A Mother’s Day ode —and apology —to my Mom
I am using this space to confess a gross misdeed I have recently committed.
Not often has such a lowdown, dirty being slinked forth from the primordial ooze to commit such sins. I try not to be the inspiration of ancient stories of evil creatures who wrong the innocent. But somehow, I managed to really mess up, big time.
I forgot my mother’s birthday.
Yes, I did. It was March, I should have known better. My parents’ anniversary is the same month. Cousin’s birthday not too far off. My alarm should have gone off. But I totally biffed it on this one.
I am horrible, terrible, awful with dates. Birthdays, concerts, holidays – totally a blur, unless there’s some sort of holiday special on TV to clue me in. Sadly, Rankin/Bass never made a claymation special about my mom being born, though it would have probably been better than “Rudolph’s Shiny New Year.”
I usually leave it to Facebook to alert me to when I am just about to be a complete ingrate and forget a loved one’s special day. But sometimes, an event slips through the cracks. When I called my mother one day, my faux pas unbeknownst to me, I felt like poo. And after I learned that I had not only forgot her birthday, but also could not remember exactly what day it was, I didn’t have the money to run out and hire a team of bodybuilding barbershop singers to show up at her door with balloons and chocolate puppies.
Now I?really am the inspiration for boogeyman stories about evil creatures who wrong the innocent. “Watch out, if you forget Mother’s Day, the Negligent Daughter will come get you!” And hence, I emerge from underneath a futon to torment some husband who forgot an anniversary or a child who didn’t bother to make their macaroni-and-glitter card in art class.
So, Mom, I?am apologizing for forgetting your birthday. And to make up for it, on this Mother’s Day, I am singing the praises of being raised by such a great mom, person and friend.
My mom always read me books and did all the voices – you can’t just read all the characters in one voice, duh.
She threw down on a bunch of other moms at Hills to get me a Cabbage Patch Kid.
She always got us the best birthday cakes, because a kid’s current obsession must be captured in cake form, from Strawberry Shortcake to Ren and Stimpy to Pink Floyd.
She never blew a gasket when I would come downstairs with blue hair … or red hair … or green hair … or purple hair.
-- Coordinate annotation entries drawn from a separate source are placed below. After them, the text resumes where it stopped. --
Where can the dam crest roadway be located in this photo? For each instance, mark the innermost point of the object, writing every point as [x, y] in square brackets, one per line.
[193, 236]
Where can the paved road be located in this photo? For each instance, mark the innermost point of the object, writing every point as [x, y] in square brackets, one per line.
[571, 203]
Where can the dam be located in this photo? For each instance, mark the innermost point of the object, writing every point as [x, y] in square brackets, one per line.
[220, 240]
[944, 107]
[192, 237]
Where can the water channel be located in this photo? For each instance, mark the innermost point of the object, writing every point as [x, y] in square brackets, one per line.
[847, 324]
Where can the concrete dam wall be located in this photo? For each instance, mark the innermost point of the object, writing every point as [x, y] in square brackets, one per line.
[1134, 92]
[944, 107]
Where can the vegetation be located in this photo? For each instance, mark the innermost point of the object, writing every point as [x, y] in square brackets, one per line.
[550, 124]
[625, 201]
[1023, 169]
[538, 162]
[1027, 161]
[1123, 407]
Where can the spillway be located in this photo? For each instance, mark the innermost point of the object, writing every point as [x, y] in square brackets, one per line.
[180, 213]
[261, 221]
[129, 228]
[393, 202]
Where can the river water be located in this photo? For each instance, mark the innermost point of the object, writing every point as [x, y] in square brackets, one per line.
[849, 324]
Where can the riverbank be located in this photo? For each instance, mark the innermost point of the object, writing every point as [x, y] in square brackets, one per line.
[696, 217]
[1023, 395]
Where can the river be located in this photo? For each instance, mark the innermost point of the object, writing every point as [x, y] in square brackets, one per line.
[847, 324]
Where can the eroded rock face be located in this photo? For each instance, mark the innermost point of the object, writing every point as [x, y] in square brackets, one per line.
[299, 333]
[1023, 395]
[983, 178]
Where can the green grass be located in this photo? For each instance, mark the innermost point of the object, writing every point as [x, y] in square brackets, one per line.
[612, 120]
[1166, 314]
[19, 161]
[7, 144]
Or sometimes a combination of two or three. Piercings, dog collars, black lipstick; my mom was accepting of all forms of expression, as long as I was doing good in school and was a good person. Straight A’s begat free reign on wardrobe, and my mom knew how important band T-shirts and spikes were to a teenager.
My mom went to all of my marching band events when I was in the Warren G. Harding band. She taught us music, writing and reading, and I ate it up all through school.
My mom taught us never to leave a light on when you leave a room, never to go up or down stairs or into the kitchen empty-handed, to have respect for your home and your things, to make the most of what you had.
She taught me that there’s always such a thing as a free lunch, if you know where to get the coupons.
She taught me to speak my mind, to never turn a blind eye to injustices, to keep myself informed, to leave a mark on the world.
She rode a bike in the snow to work when we had no car. She and my dad always scraped together what they could to give us as much as they could.
So, Mom, happy Mother’s Day. I love you, and I’ll never forget your birthday again. I’m having it tattooed on me. You never gave me grief over tattoos, either. You rock.